How much of all Internet traffic is pornography? I'm talking Web pages, peer-to-peer transfers, and so on — the whole kit and caboodle. My friend claims that by far the majority of Internet traffic is porn. I'd say that while it makes up a large percentage, it's probably less than half. Who's right?
Allen Gainsford, via e-mail
Not an easy question to answer. But that’s why people write to me.
First let’s dispense with the myth your buddy is flogging, namely that most online traffic is smut. This belief stems from a 1995 study published in the Georgetown Law Journal by Martin Rimm, a 30-ish electrical engineering student at Carnegie Mellon University. Rimm and his colleagues studied X-rated images on the alt.binaries forums of Usenet. Apparent conclusion: 83.5 percent of what was out there was porn. Rimm, no fool, gave Time an advance peek at his article, and the magazine splashed the story on its cover with the war-type headline CYBERPORN.
Livid critics went to town, pointing out so many flaws in Rimm’s work that Time printed a partial retraction. No need to rehash the arguments–they’re meaningless now. Usenet? Binaries? More important, U.S. “backbone” Internet traffic grew from 16 terabytes a month in 1994 to 80,000-140,000 terabytes a month in 2002. Even if Rimm’s claims were spot-on in 1995 (which they weren’t), today they wouldn’t mean squat.
So what percentage of Internet traffic is smut now? No idea. Among the wild cards: Untrackable peer-to-peer file sharing, made famous by Napster but equally suited to porn exchange.
Come now, you say. Even if we can’t put a number on it, surely we can get a handle on Internet smut volume. The closest thing the Web has to a central registry is the databases amassed by search engines such as Google and Yahoo, which have cataloged billions of Web pages. A few nanoseconds of googling and we’ll have a ballpark idea how much porn’s out there, right?
Sorta. The Internet traffic equation has two sides, supply and demand. Supply is easy to gauge. Google “sex” and we come up with 214 million pages–an impressive number, but as of September 20, 2005, Google had cataloged 8.2 billion pages. What’s more, we’re casting a wide net–“sex” takes in pages about sex discrimination and other sober subjects. Better to pick the keywords pornmongers use to advertise their wares. “Porn” (duh) summons 35 million pages, “XXX” 32 million–numbers so close you can’t help but think we’ve hit pay dirt. Conclusion: Four-tenths of one percent of searchable Web pages consist of hard-core porn.

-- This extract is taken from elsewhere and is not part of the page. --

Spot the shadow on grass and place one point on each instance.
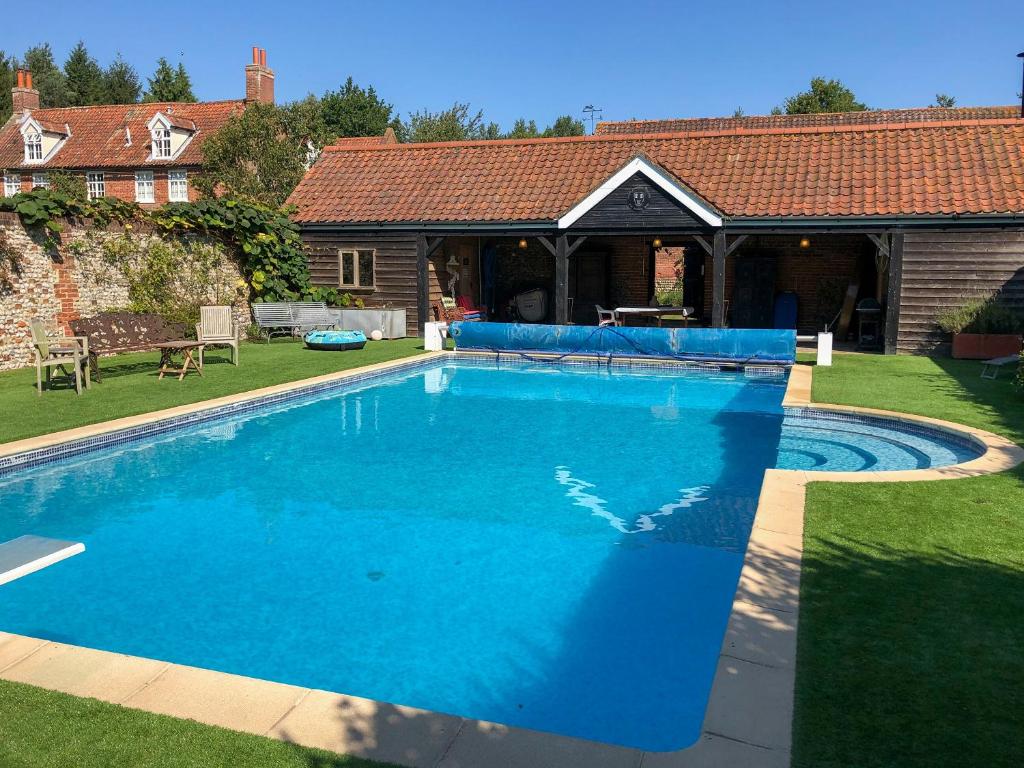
(908, 658)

But that’s just what’s for sale. How many are buying? To get an idea we need to know the most popular search terms used by Web surfers. That’s not as easy as it sounds. While many search engine sites publish “hot search” lists, most such collections have been pruned of potentially offensive terms. Lycos, for instance, claims that the most popular search term of the past ten years is “Pamela Anderson.” Get outta here. Nosing about, we discovered a list of the top 20 search terms as of 1999-2001 compiled by the Web research firm Alexa. The number one term, “sex,” was used in 0.3 percent of searches, or one in 300. Number four was “porn,” number thirteen was “nudes,” number fifteen was “XXX,” and number nineteen was “Playboy.”

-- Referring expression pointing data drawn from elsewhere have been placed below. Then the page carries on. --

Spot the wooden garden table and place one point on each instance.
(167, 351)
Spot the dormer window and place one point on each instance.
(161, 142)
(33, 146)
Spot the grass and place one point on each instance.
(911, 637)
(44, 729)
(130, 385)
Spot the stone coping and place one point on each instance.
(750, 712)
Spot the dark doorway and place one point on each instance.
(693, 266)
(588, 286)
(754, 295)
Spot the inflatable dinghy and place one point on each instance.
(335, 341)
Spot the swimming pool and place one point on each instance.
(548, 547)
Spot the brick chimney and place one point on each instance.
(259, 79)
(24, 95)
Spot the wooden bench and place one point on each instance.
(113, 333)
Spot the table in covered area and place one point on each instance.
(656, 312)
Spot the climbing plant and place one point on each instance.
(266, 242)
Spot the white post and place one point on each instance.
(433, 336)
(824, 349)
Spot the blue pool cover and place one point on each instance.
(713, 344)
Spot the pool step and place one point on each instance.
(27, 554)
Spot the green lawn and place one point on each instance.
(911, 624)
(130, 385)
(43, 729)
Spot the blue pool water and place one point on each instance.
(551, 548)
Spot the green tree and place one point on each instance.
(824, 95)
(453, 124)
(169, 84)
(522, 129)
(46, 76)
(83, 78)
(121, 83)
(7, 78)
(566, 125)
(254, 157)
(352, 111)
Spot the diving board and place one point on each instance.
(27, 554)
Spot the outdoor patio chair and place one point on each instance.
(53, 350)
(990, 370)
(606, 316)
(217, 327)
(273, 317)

That’s more like it. But in Internet terms, 2001 is the equivalent of the French and Indian War. What about now? Since nobody’s volunteering, I’ve taken matters into my own hands. Overture, a Yahoo subsidiary, has a search tool that tells how many times a given word or phrase was requested in the previous month, in this case August 2005. (To be precise, Overture lists the 100 most frequent search requests in which the term appears.) Plugging in the terms on the Alexa list plus all the other likely candidates I could think of, I came up with the following big–I’m not saying top–ten: (1) music, 39 million; (2) Google, 37 million; (3) Yahoo, 35 million; (4) travel, 33 million; (5) free, 29 million (includes “free porn” and “free sex” plus many innocuous variants); (6) sex, 26 million (includes “teen sex,” “cyber sex,” etc); (7) games, 24 million; (8) Internet, 19 million (actually, the lead term in this category is “Internet Explorer”); (9) eBay, 17 million; (10) download, 16 million.

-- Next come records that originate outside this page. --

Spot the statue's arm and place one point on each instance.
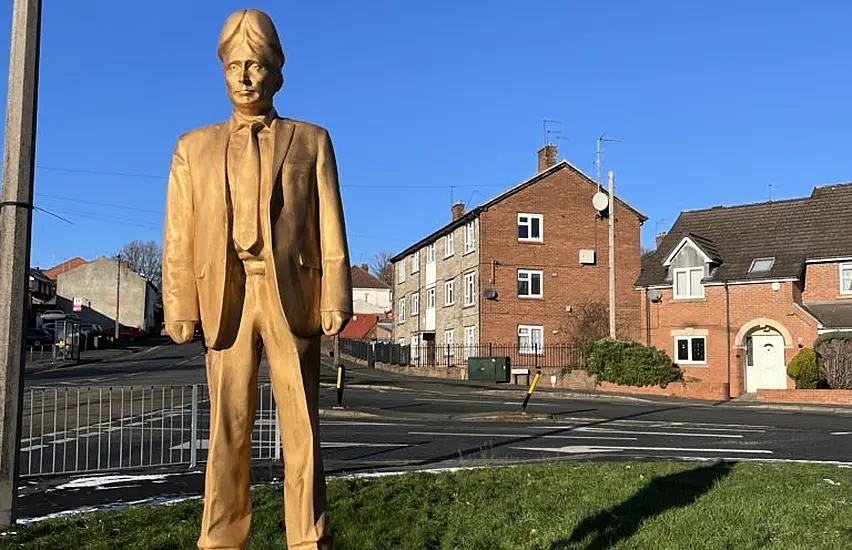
(336, 282)
(180, 297)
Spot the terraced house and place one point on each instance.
(733, 293)
(518, 268)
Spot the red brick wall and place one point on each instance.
(747, 303)
(570, 224)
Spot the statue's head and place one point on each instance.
(252, 58)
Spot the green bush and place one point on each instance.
(834, 357)
(630, 364)
(805, 371)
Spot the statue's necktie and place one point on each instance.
(248, 191)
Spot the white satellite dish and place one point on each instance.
(600, 201)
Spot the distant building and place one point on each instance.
(94, 284)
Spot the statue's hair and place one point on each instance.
(252, 28)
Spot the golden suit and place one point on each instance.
(270, 297)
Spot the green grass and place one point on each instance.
(563, 506)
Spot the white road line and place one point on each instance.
(473, 434)
(583, 449)
(592, 429)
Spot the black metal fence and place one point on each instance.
(551, 355)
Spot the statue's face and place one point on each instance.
(251, 84)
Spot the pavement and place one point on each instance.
(389, 423)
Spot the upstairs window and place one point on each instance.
(530, 227)
(687, 282)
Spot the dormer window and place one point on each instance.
(761, 265)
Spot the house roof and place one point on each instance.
(790, 231)
(831, 314)
(474, 212)
(360, 326)
(67, 265)
(362, 278)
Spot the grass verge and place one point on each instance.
(589, 506)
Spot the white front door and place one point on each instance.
(767, 371)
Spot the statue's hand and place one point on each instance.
(181, 331)
(334, 321)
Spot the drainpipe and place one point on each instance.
(728, 329)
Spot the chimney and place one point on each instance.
(458, 210)
(546, 157)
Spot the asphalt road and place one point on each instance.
(389, 423)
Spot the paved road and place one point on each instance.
(390, 423)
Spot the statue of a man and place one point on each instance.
(255, 249)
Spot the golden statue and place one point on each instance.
(255, 249)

Discounting “Google,” “Yahoo,” “Internet,” and “download” as mere means to an end and “free” as too diffuse, we find that the principal destinations on the Web are music, travel, sex, games, and eBay. Proof of porn’s preeminence? My arse. If we consider “eBay” a stand-in for “treasured possessions” and chalk up the absence of “food” to the inability, so far, to digitize taste and smell, I’d say we’ve got an unremarkable list of life’s little pleasures, whether online or off.